Le GRACQ n’accepte pas ce statu quo sur ce point noir du réseau vélo. En attendant la décision de Bruxelles Ville, il a demandé à la Commune de réaliser au plus vite ce qui relève de sa compétence : la piste cyclable sur l’ICR avenue Maurice, validée depuis longtemps ; la mise en cul-de-sac de l'avenue de la Folle Chanson pour simplifier le carrefour ; un marquage cyclable clair pour guider les cyclistes entre la fin brutale de la piste de Général Jacques et le trottoir partagé du boulevard de la Cambre (déviation possible pour éviter le tronçon dangereux de l’avenue du Congo) ; et enfin un marquage sur ce trottoir pour éviter les conflits avec les piétons.

Menaces hivernales

Venons-en à nos inquiétudes. Avérée ou non, la crainte prêtée à Bruxelles Ville de mécontenter les automobilistes en utilisant une voie (sur trois !) avenue du Congo pour créer une piste cyclable indispensable, est révélatrice. Elle illustre l’effet délétère des pressions que des groupes d’automobilistes et certains politiques font peser sur les majorités communales et régionale. Ces groupes de pression, omniprésents dans les médias, ont engagé des procédures en justice pour faire supprimer des pistes cyclables et mènent l’offensive autour d’un lieu symbolique : le bois de la Cambre.

L’idée de voir le Bois rendu à sa vocation première d’espace de nature, de calme et de loisir pour tous est insupportable aux yeux de quelques-uns. Ceux-là ne rêvent que de pouvoir y faire ronfler à nouveau leur moteur et crisser les pneus sur les avenues du Bois qu’ils prenaient pour un circuit automobile. Ces comportements ultradangereux justifieraient à eux-seuls la fermeture définitive du Bois aux voitures. Le problème est que des usagers plus modérés et des riverains de bonne foi peuvent se laisser prendre par une propagande basée sur un seul postulat : le trafic ne doit pas baisser, et s’il ne passe plus dans le Bois, il se reporterait sur les autres axes. 
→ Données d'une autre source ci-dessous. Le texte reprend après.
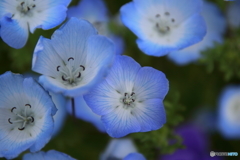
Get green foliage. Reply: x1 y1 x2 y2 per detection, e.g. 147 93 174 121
200 28 240 80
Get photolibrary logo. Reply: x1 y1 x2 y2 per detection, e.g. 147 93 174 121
210 151 238 157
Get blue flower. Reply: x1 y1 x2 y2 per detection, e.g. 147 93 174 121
32 18 115 97
100 138 137 160
67 96 105 132
168 2 226 65
84 56 168 138
123 153 146 160
23 150 76 160
120 0 206 56
0 72 57 159
227 0 240 28
218 86 240 138
68 0 125 54
0 0 71 49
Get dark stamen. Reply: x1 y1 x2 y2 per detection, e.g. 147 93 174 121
11 107 17 112
18 127 25 131
57 66 61 71
68 57 74 61
25 104 32 108
31 116 34 123
80 65 85 71
62 76 67 81
77 72 81 78
8 118 12 124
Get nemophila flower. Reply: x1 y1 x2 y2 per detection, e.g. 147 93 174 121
32 18 115 97
23 150 76 160
0 72 57 159
67 96 105 132
218 86 240 138
168 1 226 65
68 0 125 54
227 0 240 28
159 124 222 160
0 0 71 49
100 138 137 160
120 0 206 56
84 56 168 138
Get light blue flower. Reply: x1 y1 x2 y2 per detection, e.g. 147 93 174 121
67 96 106 132
32 18 115 97
100 138 137 160
68 0 125 54
0 0 71 49
23 150 76 160
0 72 57 159
218 86 240 138
227 0 240 28
168 2 226 65
123 153 146 160
120 0 206 56
84 56 168 138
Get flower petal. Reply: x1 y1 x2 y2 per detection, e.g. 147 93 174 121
0 16 28 49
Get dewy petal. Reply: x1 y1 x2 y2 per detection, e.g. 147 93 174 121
0 15 28 49
123 153 146 160
102 107 141 138
32 37 64 78
106 56 141 94
67 96 105 132
51 18 97 65
134 67 169 101
68 0 108 22
132 99 166 132
23 150 76 160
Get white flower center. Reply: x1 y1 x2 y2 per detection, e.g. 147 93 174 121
120 92 136 109
56 57 85 86
150 12 175 36
17 0 36 17
8 104 34 131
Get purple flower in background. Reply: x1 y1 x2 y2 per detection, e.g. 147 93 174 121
168 1 226 65
159 124 221 160
121 0 206 56
68 0 125 54
67 96 106 132
218 86 240 139
0 72 57 159
84 55 169 138
227 0 240 28
0 0 71 49
32 18 115 97
23 150 76 160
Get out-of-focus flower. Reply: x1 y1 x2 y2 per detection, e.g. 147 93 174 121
100 138 137 160
0 72 57 159
227 0 240 28
84 56 169 138
32 18 115 97
159 124 221 160
218 86 240 138
0 0 71 49
121 0 206 56
67 96 105 132
68 0 125 54
23 150 76 160
168 1 226 65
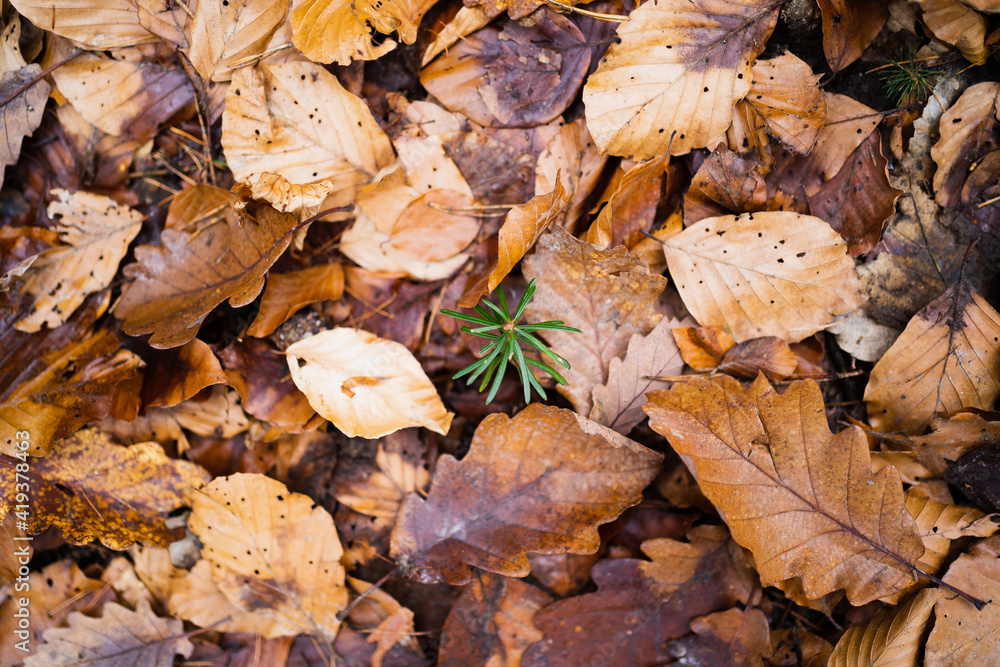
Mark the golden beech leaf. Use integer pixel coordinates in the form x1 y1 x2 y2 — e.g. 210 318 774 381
924 536 1000 667
188 0 288 82
0 65 50 184
827 588 940 667
864 277 1000 435
390 403 660 584
14 189 142 333
222 62 393 205
0 429 208 550
522 232 666 415
583 0 781 159
188 473 347 641
291 0 437 65
644 376 924 605
663 211 866 343
115 204 299 348
24 601 194 667
285 327 454 438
Or l’objectif est bien de réduire le trafic automobile, en incitant tous ceux qui le peuvent à utiliser un autre moyen de transport. Les impératifs climatiques et de santé publique (pollution) imposent des mesures courageuses, même si elles dérangent dans un premier temps. Il suffirait qu’une partie des automobilistes actuels acceptent de prendre leur vélo de temps en temps, il n’y aurait plus de congestion du trafic… et ils pourraient passer de nouveau dans le Bois, en profitant du calme et de l’air pur. 
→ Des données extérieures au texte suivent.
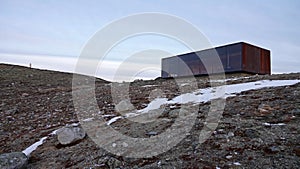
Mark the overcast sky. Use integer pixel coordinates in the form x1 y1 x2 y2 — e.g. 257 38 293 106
0 0 300 79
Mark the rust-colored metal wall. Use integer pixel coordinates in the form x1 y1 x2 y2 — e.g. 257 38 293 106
162 42 271 78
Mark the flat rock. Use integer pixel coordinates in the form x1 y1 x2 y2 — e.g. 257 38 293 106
0 152 28 169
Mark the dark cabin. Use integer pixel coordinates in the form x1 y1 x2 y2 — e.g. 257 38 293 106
161 42 271 78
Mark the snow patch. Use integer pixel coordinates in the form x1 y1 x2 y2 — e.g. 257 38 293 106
263 123 286 126
82 117 94 122
22 137 48 156
138 80 300 113
106 116 123 126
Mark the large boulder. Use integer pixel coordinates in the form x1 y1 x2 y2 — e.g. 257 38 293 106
56 126 86 145
0 152 28 169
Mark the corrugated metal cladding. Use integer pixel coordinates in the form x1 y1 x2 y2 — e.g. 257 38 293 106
161 42 271 78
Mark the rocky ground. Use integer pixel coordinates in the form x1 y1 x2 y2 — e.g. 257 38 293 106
0 64 300 169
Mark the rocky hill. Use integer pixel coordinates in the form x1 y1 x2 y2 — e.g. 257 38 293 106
0 64 300 169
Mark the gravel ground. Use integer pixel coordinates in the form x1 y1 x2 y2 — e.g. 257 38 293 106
0 64 300 169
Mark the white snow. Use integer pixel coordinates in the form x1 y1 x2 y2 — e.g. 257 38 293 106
22 137 48 156
142 85 157 87
138 80 300 113
138 98 168 113
263 123 286 126
106 116 123 125
102 114 115 117
82 117 94 122
233 162 242 165
49 129 59 135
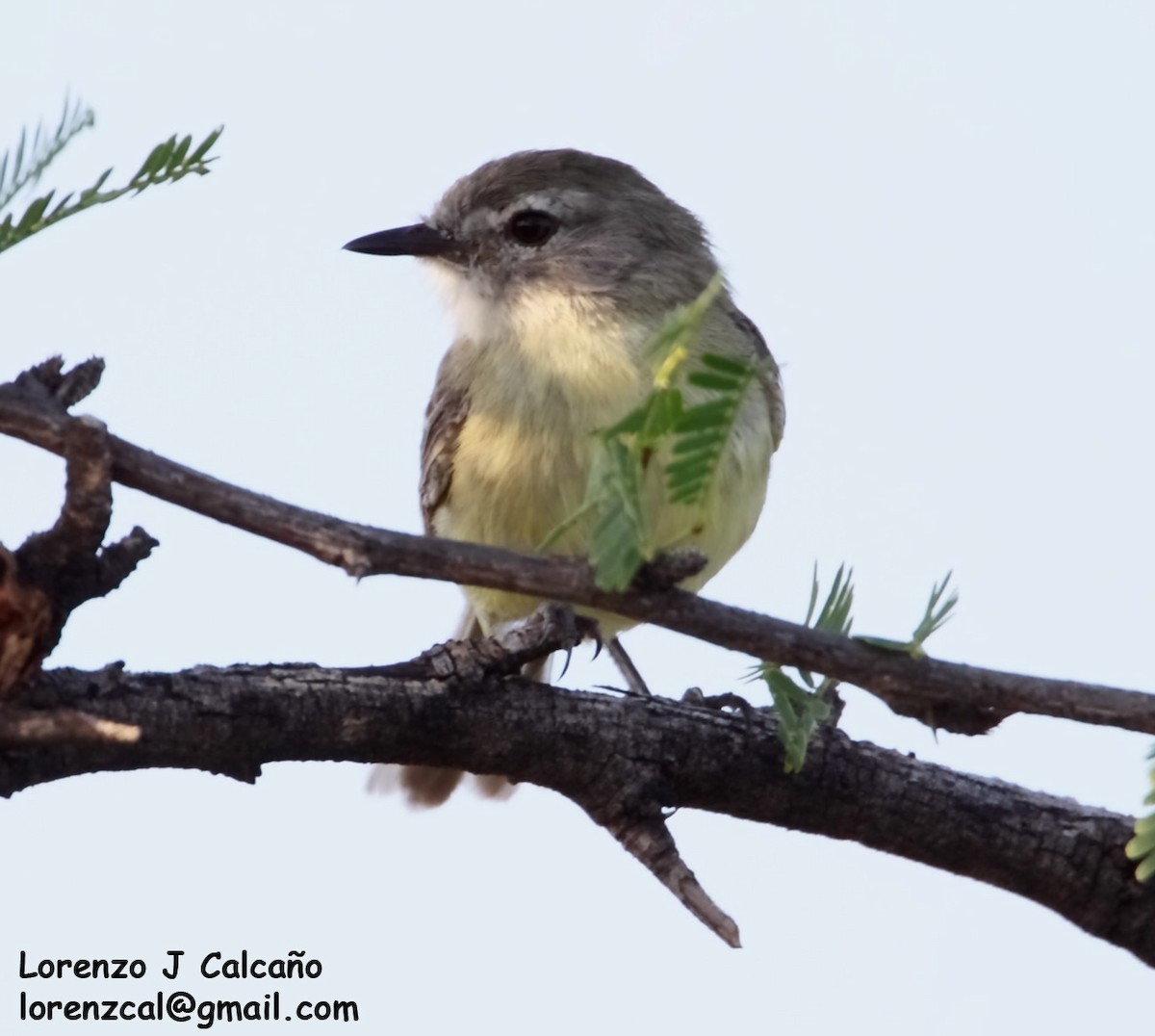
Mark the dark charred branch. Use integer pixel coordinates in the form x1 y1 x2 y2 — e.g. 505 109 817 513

En attendant, des moyens financiers importants sont déployés pour tenter de revenir à la situation antérieure. Un site internet plutôt efficace a été lancé, et les promoteurs de cette campagne pour le retour du bruit, de la pollution et de l'insécurité dans le Bois inondent les boîtes aux lettres d’Uccle, Ixelles et ailleurs de luxueuses affiches sur papier glacé.

Créer le printemps

Face à ces lobbyistes de l’immobilisme (car la voiture n’a pas attendu les pistes cyclables pour être immobilisée dans les files et paralyser nos villes), il existe deux réponses : le courage politique des élus et la détermination des citoyens. Les premiers ont toute légitimité pour mettre en œuvre les programmes pour lesquels ils ont été élus. Après un temps de concertation doit venir l’action. Les lourdeurs administratives ne sont pas une excuse : le cadre démocratique existe pour agir, ou pour modifier si besoin les lois et les règlements. 
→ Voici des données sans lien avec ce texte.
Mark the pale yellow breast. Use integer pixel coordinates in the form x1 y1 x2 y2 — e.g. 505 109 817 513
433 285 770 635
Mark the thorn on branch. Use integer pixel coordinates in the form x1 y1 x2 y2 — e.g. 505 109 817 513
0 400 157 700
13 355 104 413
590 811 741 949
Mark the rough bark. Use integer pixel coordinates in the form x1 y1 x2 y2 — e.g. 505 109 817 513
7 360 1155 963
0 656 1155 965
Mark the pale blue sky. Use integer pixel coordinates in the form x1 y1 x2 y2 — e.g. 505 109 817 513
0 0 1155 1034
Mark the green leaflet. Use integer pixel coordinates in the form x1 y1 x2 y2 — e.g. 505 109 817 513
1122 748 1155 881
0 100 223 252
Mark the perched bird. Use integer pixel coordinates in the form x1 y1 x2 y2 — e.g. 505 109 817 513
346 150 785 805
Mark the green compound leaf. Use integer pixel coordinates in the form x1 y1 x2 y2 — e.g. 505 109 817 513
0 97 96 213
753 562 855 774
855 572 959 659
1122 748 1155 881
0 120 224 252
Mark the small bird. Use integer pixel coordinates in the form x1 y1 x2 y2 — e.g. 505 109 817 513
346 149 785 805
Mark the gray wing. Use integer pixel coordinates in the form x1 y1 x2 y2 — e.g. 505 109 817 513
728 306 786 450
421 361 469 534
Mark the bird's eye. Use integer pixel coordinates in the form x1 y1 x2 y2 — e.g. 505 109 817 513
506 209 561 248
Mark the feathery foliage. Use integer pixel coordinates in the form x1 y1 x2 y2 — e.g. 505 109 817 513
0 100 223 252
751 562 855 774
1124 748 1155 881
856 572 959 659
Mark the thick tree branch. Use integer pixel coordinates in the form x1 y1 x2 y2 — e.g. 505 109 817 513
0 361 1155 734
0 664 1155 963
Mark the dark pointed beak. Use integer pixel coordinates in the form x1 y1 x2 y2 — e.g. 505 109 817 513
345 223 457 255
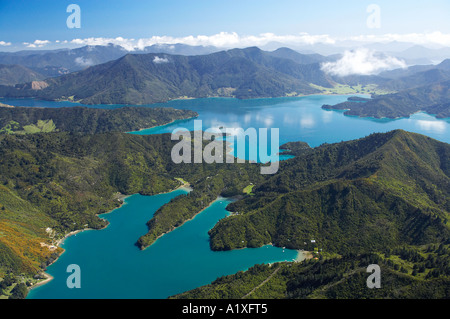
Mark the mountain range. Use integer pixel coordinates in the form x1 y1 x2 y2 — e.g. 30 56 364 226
0 47 333 104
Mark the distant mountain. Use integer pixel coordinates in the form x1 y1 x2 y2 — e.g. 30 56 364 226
0 47 333 104
140 43 221 55
378 59 450 80
0 105 198 134
322 80 450 118
0 64 45 85
395 45 450 64
269 47 330 64
0 44 219 77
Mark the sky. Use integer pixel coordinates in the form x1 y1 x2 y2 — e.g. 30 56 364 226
0 0 450 51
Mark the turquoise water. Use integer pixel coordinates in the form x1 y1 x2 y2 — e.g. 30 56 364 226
4 96 450 298
0 95 450 147
28 189 297 299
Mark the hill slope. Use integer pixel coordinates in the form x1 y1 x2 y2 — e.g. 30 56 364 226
210 131 450 253
0 48 338 104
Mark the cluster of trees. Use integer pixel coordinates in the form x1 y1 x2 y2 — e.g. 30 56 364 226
172 248 450 299
0 107 198 134
210 131 450 253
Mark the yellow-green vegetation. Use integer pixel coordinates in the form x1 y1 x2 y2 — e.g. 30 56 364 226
0 107 198 134
242 184 255 196
19 119 56 134
310 83 396 95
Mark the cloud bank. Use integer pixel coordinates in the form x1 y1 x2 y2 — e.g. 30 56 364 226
10 31 450 51
75 57 94 67
153 56 169 64
321 49 407 76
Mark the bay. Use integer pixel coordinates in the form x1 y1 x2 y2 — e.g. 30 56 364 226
27 189 298 299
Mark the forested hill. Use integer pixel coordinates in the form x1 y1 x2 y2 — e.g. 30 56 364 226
0 48 332 104
0 107 198 134
172 249 450 300
210 130 450 253
322 81 450 118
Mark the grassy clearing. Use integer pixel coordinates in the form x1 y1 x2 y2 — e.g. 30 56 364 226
242 184 255 196
310 84 395 95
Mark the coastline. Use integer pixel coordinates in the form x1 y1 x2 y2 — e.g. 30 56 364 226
28 194 131 291
28 182 192 291
140 194 220 250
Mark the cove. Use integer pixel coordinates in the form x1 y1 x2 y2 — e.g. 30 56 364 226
27 189 298 299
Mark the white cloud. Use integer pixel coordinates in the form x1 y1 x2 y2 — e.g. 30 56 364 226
22 31 450 51
153 56 169 64
343 31 450 46
70 37 136 51
23 40 51 48
321 49 406 76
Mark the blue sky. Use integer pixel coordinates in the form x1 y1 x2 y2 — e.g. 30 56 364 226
0 0 450 50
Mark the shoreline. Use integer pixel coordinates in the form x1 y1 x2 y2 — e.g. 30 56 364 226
139 194 220 250
28 183 192 292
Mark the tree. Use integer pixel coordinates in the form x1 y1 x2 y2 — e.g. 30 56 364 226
9 282 28 299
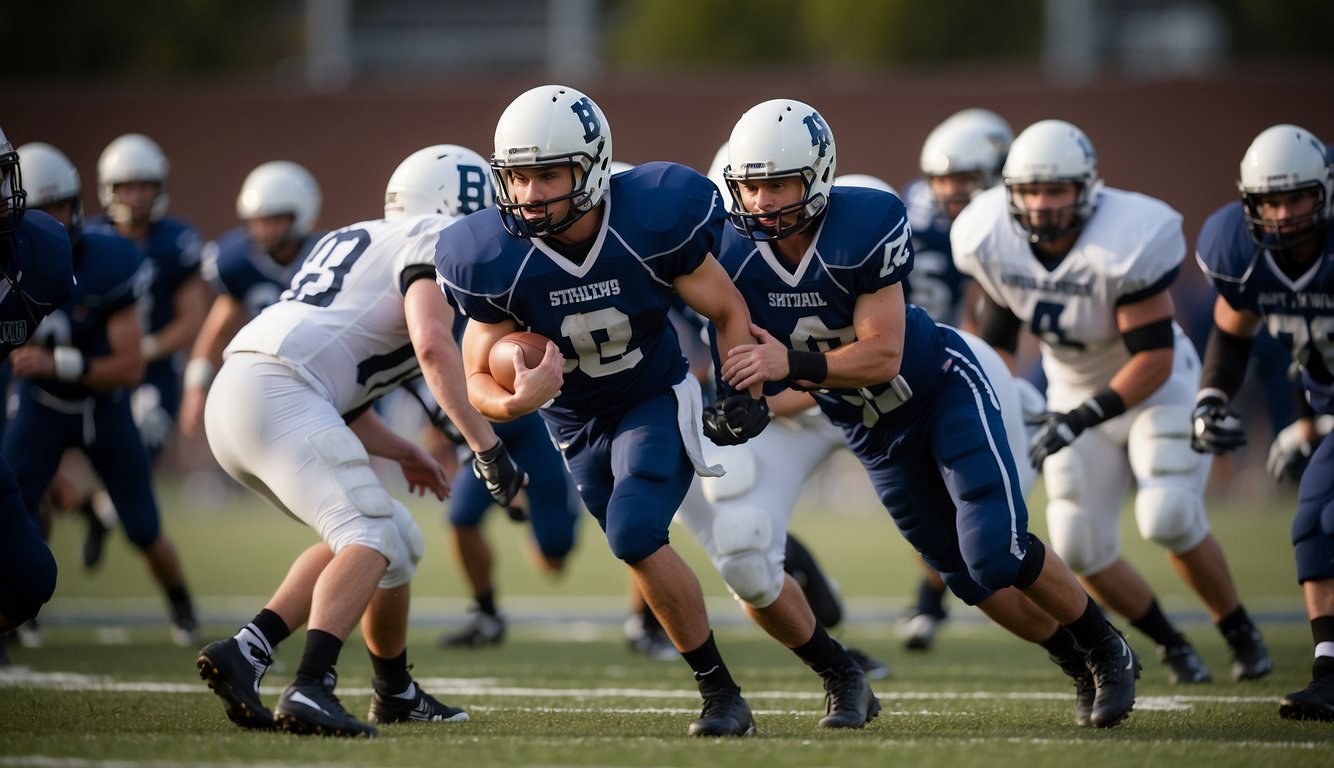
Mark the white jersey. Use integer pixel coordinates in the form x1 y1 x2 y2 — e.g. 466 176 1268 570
950 187 1186 397
225 216 455 413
Aux citoyens incombe la responsabilité de se mobiliser pour défendre un mode de vie durable, plus respectueux du climat, de la biodiversité, des personnes et des valeurs humanistes. C’est cette transition écologique indispensable qu’exige la jeunesse au nom de son avenir. Le GRACQ tente de faire sa part depuis près d’un demi-siècle en promouvant le vélo en ville, un mode de transport doux, efficace, bon marché, sain et convivial. Face aux menaces de « backlash », de retour en arrière réactionnaire, nous appelons tous nos membres ixellois, originaires de l’Europe entière et de plus loin encore, à se mobiliser en nombre. Exprimez vos idées et rejoignez-nous pour organiser les actions à venir. Défendons ensemble une ville plus vivable !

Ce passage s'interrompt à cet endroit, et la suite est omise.